Every year UCSD admits a certain number of students based on the percentage of students who are expected to accept the offer of admission. Usually, not every student who is admitted will accept the offer, but this year the admission yield was higher than predicted. This fall, UCSD’s enrollment rate was at least 10 percent higher than expected.

“We thought we’d get about 21 percent of the students we admitted, but the figure was in the 30s,” Chancellor Pradeep Khosla told the San Diego Union-Tribune.

According to UCSD Interim Communications Manager Christine Clark, currently there are 15,803 students living on campus this fall. Out of those 15,803, 11,562 students are undergraduates and 4,241 are graduate students.

UCSD’s Office of the Registrar statistics depict an increasing enrollment pattern.

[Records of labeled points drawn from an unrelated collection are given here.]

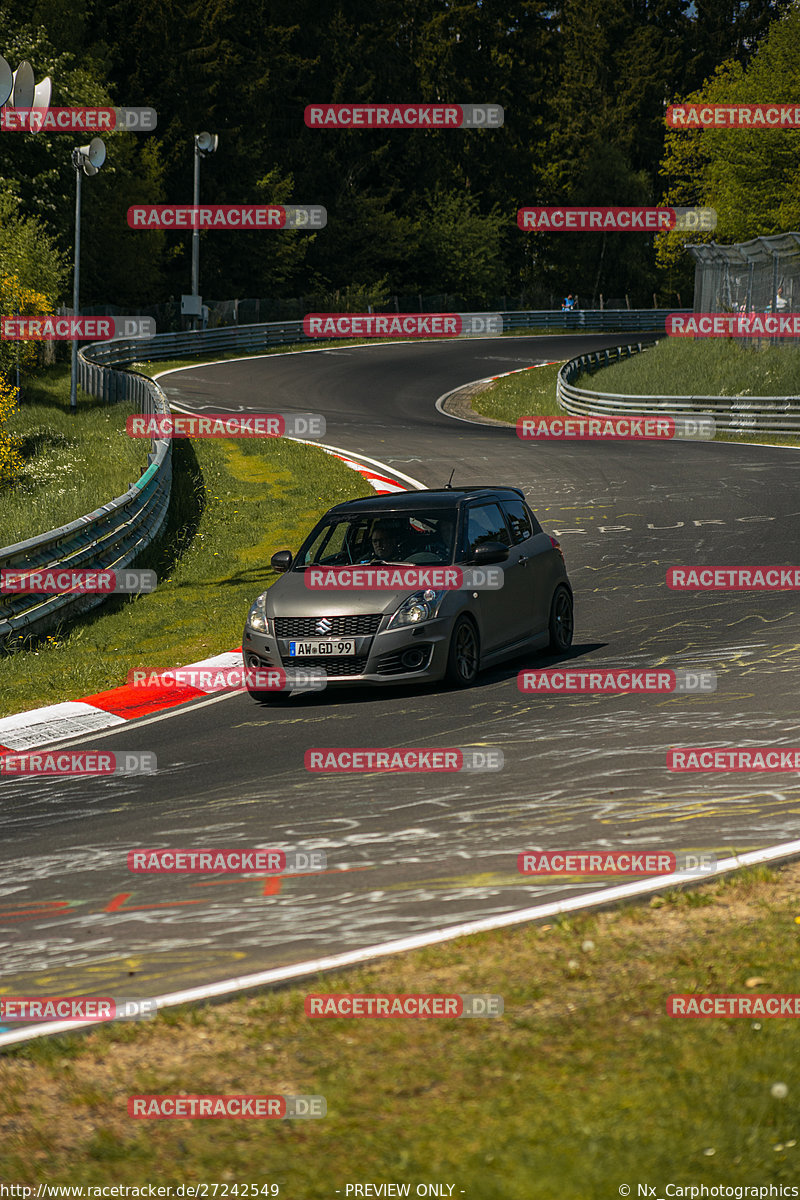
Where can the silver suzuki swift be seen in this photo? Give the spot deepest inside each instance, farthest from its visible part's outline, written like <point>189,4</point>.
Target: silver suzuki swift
<point>486,585</point>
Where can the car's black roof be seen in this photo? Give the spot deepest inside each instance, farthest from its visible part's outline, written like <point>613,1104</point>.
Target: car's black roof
<point>429,498</point>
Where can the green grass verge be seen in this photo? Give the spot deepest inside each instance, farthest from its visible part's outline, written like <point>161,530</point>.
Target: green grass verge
<point>583,1085</point>
<point>234,503</point>
<point>72,463</point>
<point>707,366</point>
<point>521,395</point>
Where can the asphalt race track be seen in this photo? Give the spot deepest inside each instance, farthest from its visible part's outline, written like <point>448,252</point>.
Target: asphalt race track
<point>409,853</point>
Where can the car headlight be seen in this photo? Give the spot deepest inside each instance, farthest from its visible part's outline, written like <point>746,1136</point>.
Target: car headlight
<point>419,607</point>
<point>257,616</point>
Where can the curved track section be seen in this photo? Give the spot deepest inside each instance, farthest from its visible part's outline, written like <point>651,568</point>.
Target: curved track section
<point>413,853</point>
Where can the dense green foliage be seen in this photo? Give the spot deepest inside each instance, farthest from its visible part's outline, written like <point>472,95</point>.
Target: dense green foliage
<point>583,83</point>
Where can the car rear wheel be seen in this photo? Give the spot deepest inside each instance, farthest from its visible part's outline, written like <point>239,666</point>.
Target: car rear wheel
<point>561,625</point>
<point>463,659</point>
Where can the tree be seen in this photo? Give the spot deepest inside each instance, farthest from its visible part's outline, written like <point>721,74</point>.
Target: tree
<point>750,177</point>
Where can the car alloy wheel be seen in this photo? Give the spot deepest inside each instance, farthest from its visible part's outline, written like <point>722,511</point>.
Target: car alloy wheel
<point>463,660</point>
<point>561,627</point>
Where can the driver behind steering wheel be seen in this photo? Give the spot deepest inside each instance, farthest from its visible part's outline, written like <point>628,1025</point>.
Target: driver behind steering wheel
<point>388,541</point>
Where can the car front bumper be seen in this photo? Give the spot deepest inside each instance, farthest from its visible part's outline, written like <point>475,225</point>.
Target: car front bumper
<point>378,658</point>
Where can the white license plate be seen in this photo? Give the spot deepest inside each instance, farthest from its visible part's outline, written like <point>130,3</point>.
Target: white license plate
<point>329,649</point>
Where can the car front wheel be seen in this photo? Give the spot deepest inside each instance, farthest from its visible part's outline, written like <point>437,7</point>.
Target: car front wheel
<point>464,654</point>
<point>561,625</point>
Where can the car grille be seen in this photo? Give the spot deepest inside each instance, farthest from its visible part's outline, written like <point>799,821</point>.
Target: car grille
<point>336,666</point>
<point>341,627</point>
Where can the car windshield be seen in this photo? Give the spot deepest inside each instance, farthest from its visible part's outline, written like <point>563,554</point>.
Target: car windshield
<point>372,537</point>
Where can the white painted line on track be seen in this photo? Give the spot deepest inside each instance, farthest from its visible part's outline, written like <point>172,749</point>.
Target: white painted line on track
<point>298,971</point>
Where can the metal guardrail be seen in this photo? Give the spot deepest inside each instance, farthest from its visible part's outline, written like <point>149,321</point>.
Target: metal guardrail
<point>759,414</point>
<point>113,535</point>
<point>282,333</point>
<point>109,538</point>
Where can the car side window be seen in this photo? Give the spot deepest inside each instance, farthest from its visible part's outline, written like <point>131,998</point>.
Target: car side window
<point>519,520</point>
<point>485,522</point>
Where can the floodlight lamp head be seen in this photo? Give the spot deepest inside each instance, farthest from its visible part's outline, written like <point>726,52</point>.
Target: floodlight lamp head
<point>22,95</point>
<point>94,154</point>
<point>206,143</point>
<point>6,81</point>
<point>41,103</point>
<point>90,157</point>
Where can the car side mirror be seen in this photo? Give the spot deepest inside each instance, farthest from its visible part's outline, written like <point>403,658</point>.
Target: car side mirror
<point>489,552</point>
<point>281,561</point>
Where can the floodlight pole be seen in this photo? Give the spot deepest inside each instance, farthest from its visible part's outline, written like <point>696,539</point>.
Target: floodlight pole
<point>76,287</point>
<point>196,232</point>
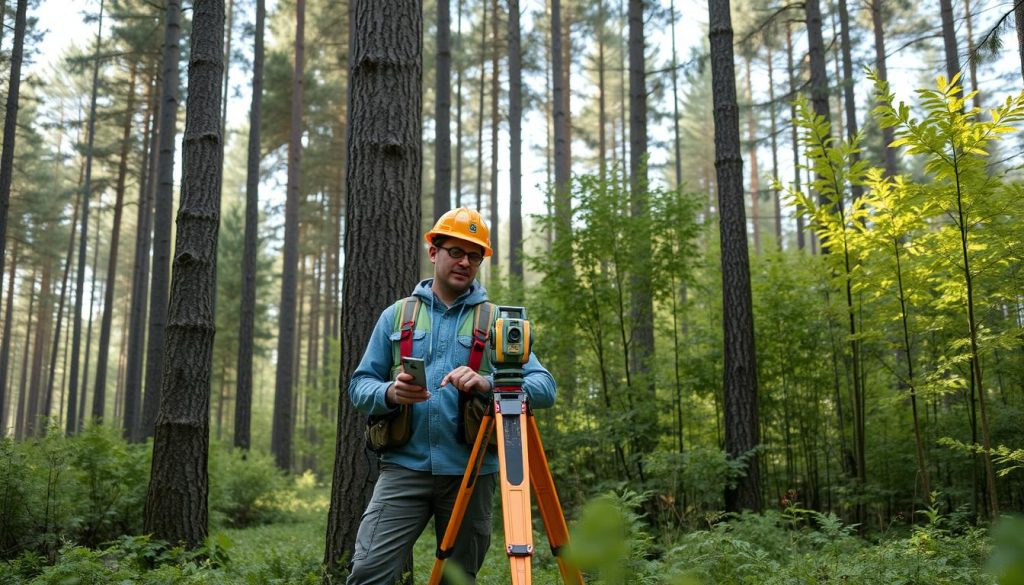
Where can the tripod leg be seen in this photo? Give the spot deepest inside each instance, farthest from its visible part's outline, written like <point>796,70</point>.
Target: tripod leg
<point>462,500</point>
<point>514,470</point>
<point>547,502</point>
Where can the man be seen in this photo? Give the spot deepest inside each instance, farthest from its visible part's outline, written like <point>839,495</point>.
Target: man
<point>421,478</point>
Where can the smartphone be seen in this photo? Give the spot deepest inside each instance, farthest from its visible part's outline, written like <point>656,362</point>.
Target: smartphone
<point>415,367</point>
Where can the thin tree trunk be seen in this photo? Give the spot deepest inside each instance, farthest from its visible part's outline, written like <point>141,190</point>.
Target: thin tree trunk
<point>949,39</point>
<point>72,421</point>
<point>515,137</point>
<point>88,328</point>
<point>801,243</point>
<point>244,374</point>
<point>752,144</point>
<point>5,392</point>
<point>38,352</point>
<point>888,134</point>
<point>384,198</point>
<point>442,111</point>
<point>459,67</point>
<point>24,427</point>
<point>140,275</point>
<point>164,202</point>
<point>176,505</point>
<point>739,382</point>
<point>848,96</point>
<point>10,124</point>
<point>281,442</point>
<point>99,393</point>
<point>479,127</point>
<point>496,121</point>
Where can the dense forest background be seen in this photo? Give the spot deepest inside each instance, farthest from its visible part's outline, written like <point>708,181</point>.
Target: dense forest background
<point>772,253</point>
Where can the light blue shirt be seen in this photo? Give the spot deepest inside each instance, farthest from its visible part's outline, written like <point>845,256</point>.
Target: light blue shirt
<point>433,446</point>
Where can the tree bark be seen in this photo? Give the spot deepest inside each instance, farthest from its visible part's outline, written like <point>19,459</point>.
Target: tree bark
<point>10,125</point>
<point>442,111</point>
<point>176,506</point>
<point>496,122</point>
<point>99,393</point>
<point>515,137</point>
<point>383,184</point>
<point>72,422</point>
<point>164,201</point>
<point>739,380</point>
<point>5,392</point>
<point>283,429</point>
<point>244,375</point>
<point>949,39</point>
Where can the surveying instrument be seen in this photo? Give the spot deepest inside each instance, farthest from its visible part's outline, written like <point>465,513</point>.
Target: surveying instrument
<point>521,462</point>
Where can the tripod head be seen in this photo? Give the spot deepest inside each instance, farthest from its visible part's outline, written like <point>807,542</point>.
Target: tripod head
<point>510,345</point>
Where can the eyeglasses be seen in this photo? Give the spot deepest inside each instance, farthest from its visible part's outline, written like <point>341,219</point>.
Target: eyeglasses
<point>459,253</point>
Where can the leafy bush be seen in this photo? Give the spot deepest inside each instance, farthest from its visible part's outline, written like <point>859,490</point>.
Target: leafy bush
<point>245,488</point>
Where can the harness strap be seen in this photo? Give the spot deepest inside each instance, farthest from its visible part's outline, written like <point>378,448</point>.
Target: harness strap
<point>481,330</point>
<point>410,310</point>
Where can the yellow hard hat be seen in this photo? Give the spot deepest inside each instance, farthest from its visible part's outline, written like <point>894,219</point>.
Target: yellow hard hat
<point>463,223</point>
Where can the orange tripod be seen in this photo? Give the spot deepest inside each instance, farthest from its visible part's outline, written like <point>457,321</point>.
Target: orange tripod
<point>520,465</point>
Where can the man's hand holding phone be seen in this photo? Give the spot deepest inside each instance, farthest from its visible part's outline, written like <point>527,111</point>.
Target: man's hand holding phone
<point>410,385</point>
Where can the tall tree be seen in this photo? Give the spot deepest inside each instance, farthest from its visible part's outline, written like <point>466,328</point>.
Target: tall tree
<point>163,208</point>
<point>83,236</point>
<point>282,431</point>
<point>739,380</point>
<point>515,137</point>
<point>888,133</point>
<point>949,38</point>
<point>382,221</point>
<point>244,376</point>
<point>176,505</point>
<point>99,393</point>
<point>642,353</point>
<point>442,111</point>
<point>10,125</point>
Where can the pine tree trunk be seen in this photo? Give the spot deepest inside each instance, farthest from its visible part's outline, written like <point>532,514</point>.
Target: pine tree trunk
<point>496,122</point>
<point>642,356</point>
<point>459,67</point>
<point>176,506</point>
<point>515,136</point>
<point>442,111</point>
<point>949,39</point>
<point>384,204</point>
<point>888,134</point>
<point>283,430</point>
<point>35,425</point>
<point>479,126</point>
<point>72,422</point>
<point>244,375</point>
<point>740,384</point>
<point>5,390</point>
<point>848,97</point>
<point>99,393</point>
<point>140,274</point>
<point>752,143</point>
<point>60,305</point>
<point>88,328</point>
<point>162,221</point>
<point>10,126</point>
<point>801,242</point>
<point>23,429</point>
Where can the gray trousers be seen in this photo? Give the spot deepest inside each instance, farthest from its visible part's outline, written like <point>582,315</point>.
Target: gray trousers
<point>402,503</point>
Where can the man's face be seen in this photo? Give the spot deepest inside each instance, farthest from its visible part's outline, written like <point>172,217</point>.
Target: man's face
<point>455,275</point>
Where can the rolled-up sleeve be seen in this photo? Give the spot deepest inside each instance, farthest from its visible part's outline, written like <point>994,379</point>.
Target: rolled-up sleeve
<point>371,380</point>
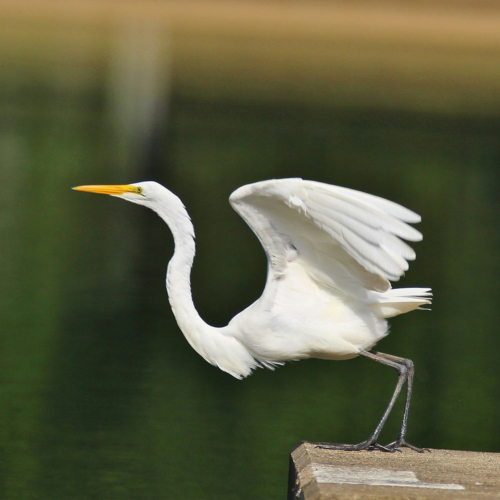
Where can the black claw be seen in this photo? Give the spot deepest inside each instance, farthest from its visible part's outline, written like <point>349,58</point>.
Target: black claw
<point>365,445</point>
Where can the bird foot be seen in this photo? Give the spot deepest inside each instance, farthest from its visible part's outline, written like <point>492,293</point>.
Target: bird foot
<point>364,445</point>
<point>401,443</point>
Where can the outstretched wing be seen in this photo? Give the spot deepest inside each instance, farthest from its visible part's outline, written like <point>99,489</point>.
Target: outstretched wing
<point>342,237</point>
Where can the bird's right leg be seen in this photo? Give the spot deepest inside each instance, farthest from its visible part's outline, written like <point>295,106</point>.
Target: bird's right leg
<point>401,441</point>
<point>371,442</point>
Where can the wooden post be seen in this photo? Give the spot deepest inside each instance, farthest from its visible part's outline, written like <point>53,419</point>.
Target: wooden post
<point>321,474</point>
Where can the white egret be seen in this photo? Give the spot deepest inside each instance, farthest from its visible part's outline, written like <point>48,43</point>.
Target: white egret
<point>331,252</point>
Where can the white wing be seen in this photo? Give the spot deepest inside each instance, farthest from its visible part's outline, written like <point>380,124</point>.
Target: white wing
<point>343,237</point>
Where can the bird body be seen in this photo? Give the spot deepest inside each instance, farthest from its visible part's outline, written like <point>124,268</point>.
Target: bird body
<point>331,252</point>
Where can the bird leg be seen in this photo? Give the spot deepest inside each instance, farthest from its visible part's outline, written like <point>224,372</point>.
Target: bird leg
<point>401,441</point>
<point>405,370</point>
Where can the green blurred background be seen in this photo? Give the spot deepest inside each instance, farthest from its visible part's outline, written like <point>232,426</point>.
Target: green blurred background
<point>100,394</point>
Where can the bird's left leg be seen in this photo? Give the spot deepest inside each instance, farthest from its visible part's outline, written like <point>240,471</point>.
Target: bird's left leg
<point>401,440</point>
<point>371,442</point>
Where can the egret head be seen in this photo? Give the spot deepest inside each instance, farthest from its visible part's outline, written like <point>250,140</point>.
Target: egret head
<point>142,193</point>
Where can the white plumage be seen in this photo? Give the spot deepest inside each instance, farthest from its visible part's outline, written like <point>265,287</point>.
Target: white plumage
<point>331,253</point>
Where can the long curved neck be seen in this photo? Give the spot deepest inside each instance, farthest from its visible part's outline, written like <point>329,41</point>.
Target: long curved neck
<point>217,345</point>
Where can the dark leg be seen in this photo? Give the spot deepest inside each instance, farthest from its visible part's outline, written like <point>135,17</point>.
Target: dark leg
<point>404,367</point>
<point>401,441</point>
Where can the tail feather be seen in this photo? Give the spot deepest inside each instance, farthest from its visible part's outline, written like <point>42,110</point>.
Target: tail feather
<point>401,300</point>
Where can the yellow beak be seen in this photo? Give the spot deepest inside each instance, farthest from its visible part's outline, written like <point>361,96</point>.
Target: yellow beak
<point>115,190</point>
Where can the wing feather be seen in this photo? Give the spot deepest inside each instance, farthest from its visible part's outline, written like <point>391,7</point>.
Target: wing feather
<point>337,230</point>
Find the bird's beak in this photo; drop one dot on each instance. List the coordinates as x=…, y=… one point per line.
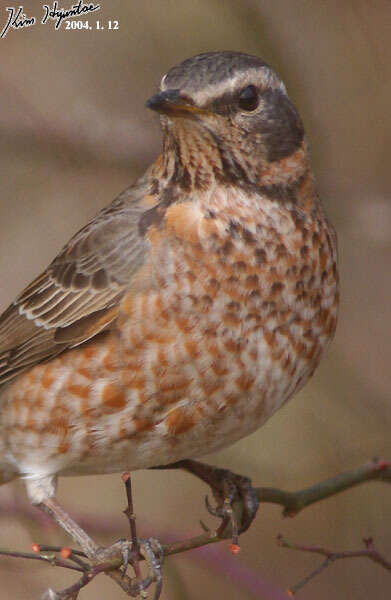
x=172, y=104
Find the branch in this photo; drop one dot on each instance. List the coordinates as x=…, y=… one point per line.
x=370, y=552
x=292, y=502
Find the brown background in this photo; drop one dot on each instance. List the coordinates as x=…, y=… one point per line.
x=74, y=132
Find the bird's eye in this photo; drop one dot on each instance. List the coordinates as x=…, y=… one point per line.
x=249, y=98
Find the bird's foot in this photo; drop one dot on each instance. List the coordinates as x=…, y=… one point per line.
x=237, y=502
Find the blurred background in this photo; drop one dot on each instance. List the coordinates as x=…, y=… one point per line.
x=74, y=132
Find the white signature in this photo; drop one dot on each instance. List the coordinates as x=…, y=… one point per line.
x=17, y=19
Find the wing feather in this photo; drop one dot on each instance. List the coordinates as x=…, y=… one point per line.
x=77, y=297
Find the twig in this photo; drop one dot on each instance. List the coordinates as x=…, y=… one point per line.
x=331, y=556
x=292, y=502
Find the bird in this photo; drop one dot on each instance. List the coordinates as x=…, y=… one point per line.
x=189, y=310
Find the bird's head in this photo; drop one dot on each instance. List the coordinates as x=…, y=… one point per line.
x=226, y=117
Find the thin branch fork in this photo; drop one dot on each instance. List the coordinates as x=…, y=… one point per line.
x=292, y=502
x=331, y=556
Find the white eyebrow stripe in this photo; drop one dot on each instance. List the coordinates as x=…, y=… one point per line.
x=262, y=76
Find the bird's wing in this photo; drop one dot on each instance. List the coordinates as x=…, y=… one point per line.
x=78, y=295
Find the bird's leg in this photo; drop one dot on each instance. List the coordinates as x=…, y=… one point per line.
x=87, y=544
x=226, y=487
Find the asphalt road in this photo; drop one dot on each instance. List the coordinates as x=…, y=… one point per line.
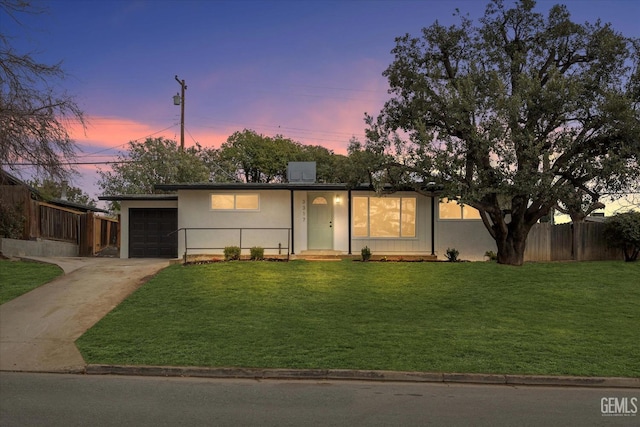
x=29, y=399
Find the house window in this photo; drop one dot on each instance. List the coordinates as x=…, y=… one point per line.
x=450, y=209
x=384, y=216
x=229, y=202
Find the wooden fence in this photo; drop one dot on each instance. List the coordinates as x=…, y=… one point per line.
x=42, y=220
x=582, y=241
x=97, y=233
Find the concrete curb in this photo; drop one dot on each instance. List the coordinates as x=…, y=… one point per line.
x=363, y=375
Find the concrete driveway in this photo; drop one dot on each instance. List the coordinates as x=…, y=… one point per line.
x=39, y=328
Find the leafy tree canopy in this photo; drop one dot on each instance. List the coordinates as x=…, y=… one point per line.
x=513, y=114
x=247, y=156
x=154, y=161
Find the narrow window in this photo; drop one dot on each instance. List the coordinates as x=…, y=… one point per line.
x=235, y=202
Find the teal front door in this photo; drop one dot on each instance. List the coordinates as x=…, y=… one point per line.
x=320, y=221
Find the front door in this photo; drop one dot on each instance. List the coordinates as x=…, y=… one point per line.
x=320, y=221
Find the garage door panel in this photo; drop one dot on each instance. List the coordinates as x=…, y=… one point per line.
x=148, y=233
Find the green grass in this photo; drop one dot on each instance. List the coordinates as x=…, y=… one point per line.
x=548, y=318
x=20, y=277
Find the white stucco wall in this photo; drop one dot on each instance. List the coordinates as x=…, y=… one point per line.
x=194, y=211
x=125, y=205
x=468, y=236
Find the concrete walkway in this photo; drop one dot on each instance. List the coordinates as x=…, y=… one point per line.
x=39, y=328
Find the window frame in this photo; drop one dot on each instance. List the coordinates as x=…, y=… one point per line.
x=462, y=207
x=400, y=220
x=235, y=202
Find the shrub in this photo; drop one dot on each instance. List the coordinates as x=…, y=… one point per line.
x=231, y=253
x=257, y=253
x=452, y=254
x=623, y=231
x=492, y=256
x=366, y=253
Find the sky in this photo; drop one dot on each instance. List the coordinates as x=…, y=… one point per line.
x=306, y=69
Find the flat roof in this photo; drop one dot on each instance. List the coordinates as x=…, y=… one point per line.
x=120, y=197
x=249, y=186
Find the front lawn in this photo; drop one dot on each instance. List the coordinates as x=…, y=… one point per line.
x=542, y=318
x=20, y=277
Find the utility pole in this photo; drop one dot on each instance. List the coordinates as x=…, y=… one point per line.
x=179, y=100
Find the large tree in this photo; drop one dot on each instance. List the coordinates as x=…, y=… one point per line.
x=34, y=113
x=514, y=114
x=154, y=161
x=247, y=156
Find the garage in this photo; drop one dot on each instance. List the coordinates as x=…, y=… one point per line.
x=149, y=230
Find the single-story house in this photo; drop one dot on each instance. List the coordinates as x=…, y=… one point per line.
x=296, y=218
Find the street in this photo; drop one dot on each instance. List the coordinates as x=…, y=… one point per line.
x=28, y=399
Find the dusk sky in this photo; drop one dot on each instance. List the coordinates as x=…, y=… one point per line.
x=308, y=70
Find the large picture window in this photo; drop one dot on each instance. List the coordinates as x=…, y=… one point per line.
x=450, y=209
x=384, y=216
x=229, y=202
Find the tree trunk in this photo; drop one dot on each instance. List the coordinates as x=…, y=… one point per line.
x=511, y=245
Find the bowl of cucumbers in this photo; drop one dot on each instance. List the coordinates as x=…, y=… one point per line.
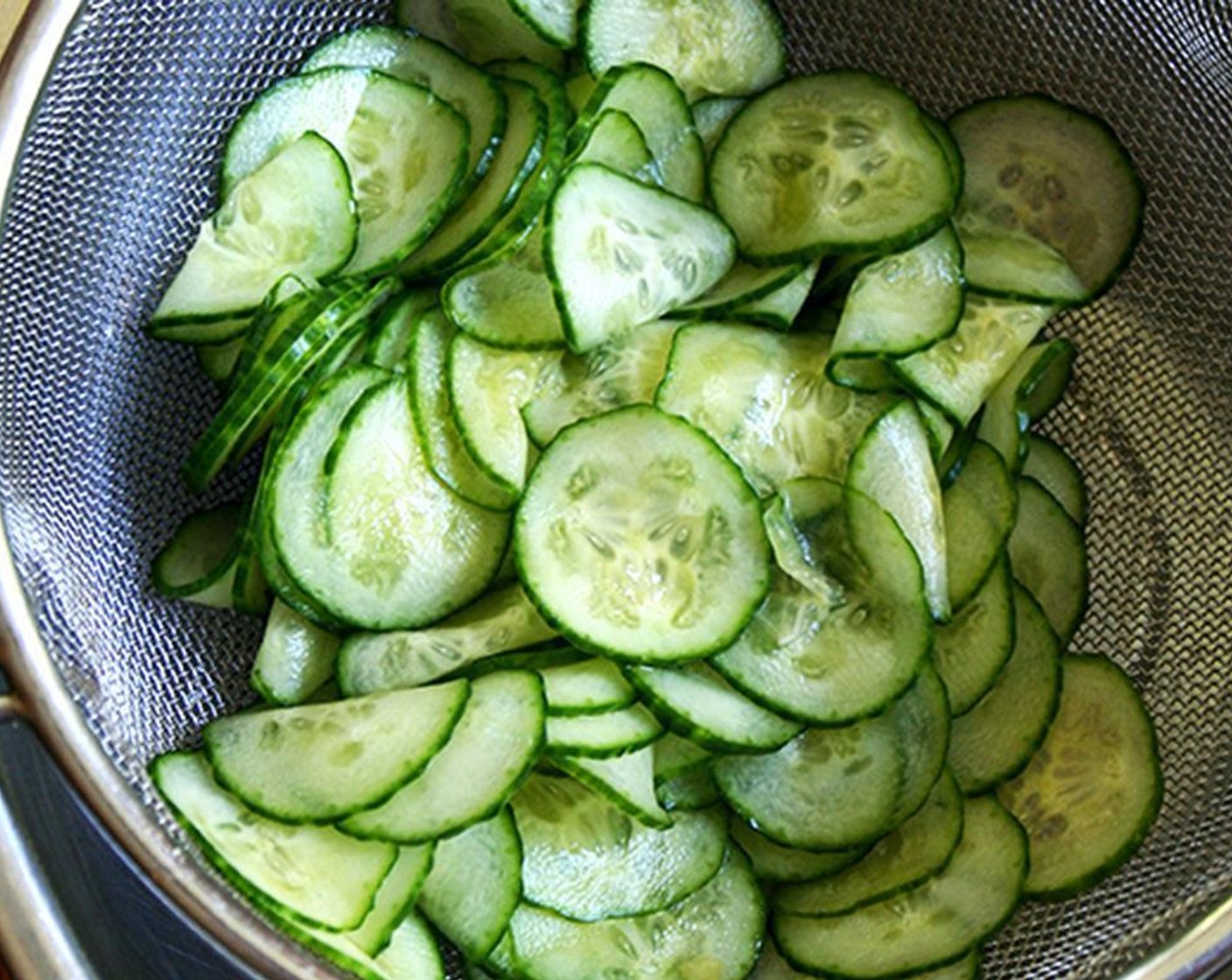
x=633, y=490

There are a total of 30,285 undergraduate students enrolled for Fall 2018, which is almost 2,000 more than 28,587 undergraduate students who were enrolled in Fall 2017.

With this increasing enrollment trend, UCSD has taken action in preparation of an escalating undergraduate enrollment with the current construction of several housing projects.

“We currently have the North Torrey Pines Living and Learning Neighborhood under construction for 2,000 undergraduate beds, opening in 2020,” Clark said. “The Living and Learning Neighborhood is currently being constructed on what was once the P207 and P208 lots between [John] Muir College and [Thurgood] Marshall College.”

Two more projects will house graduate students, opening in 2020. Nuevo West will hold 808 beds, and Nuevo East will hold 1,356 beds.

Marshall Residential Life declined to comment on the housing shortage for additional students not accounted for in the expected admissions yield.